Yesterday, the OECD released a new study of mobile pricing and the CBC interpreted it with a leadoff paragraph saying
The average Canadian cellphone user is paying among the highest bills in the developed world, according to a new international study.
Actually, the OECD study said nothing of the sort.
What the OECD study said was that in their mythical world, if the average Canadian used their mobile phone the way they constructed an average handset user, we would be paying rates that are higher than most European countries, but less than Americans. The OECD service definitions should cause serious researchers to laugh.

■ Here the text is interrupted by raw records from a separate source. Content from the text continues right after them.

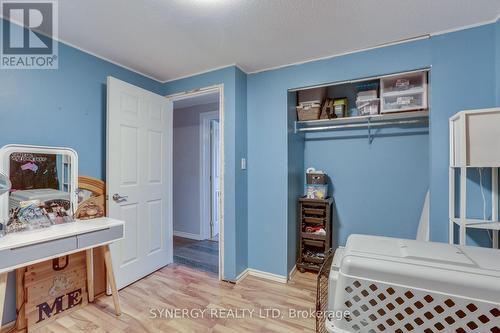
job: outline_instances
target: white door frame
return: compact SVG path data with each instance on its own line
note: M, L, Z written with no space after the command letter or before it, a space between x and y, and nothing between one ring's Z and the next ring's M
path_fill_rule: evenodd
M200 235L203 239L211 236L207 221L212 220L210 181L212 166L210 122L212 120L219 120L219 111L200 113Z
M219 280L224 277L224 84L217 84L209 87L194 89L167 95L170 101L180 101L183 99L219 93L219 123L220 123L220 204L219 204Z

There are so many problems with the OECD study that I am troubled with where to begin. To start with, the OECD defines a light user as someone who uses their phone for one minute a day (30 minutes a month) and sends a text a day, plus an extra one each week. In OECD-land, a medium user is someone with 65 minutes per month and 12 texts per week while a heavy user is 140 minutes per month and 55 texts per month. The OECD says our heavy users pay about $42 per month.
Well guess what Canada, our average users are actually using way more than double the OECD model of heavy users. According to Rogers recent financials, their average monthly minutes of use was 604 – more than 4 times the OECD heavy user. Bell and TELUS average customers weren’t as high but were still well off the charts by OECD standards (316 and 402, respectively).
Of course an explanation for these numbers also reveals the most significant flaw in interpreting the OECD figures. The OECD doesn’t look at users costs, they look at phone costs. And since so many European users have more than one phone, the average European user is paying more than one bill. When you normalize the data to consider those supernormal penetration rates, suddenly you start to understand what is really going on.
If you have penetration rates of more than 150%, who do you think is paying the bill for the extra phones?
I won’t even get into the fact that outside of Canada and the US, it costs the caller an outrageous premium to call a mobile handset. Those costs, incurred by the caller, were ignored by the OECD. I’d call that a cost of mobile.
Oops.
Of course, in depth analysis won’t produce as eye catching a headline.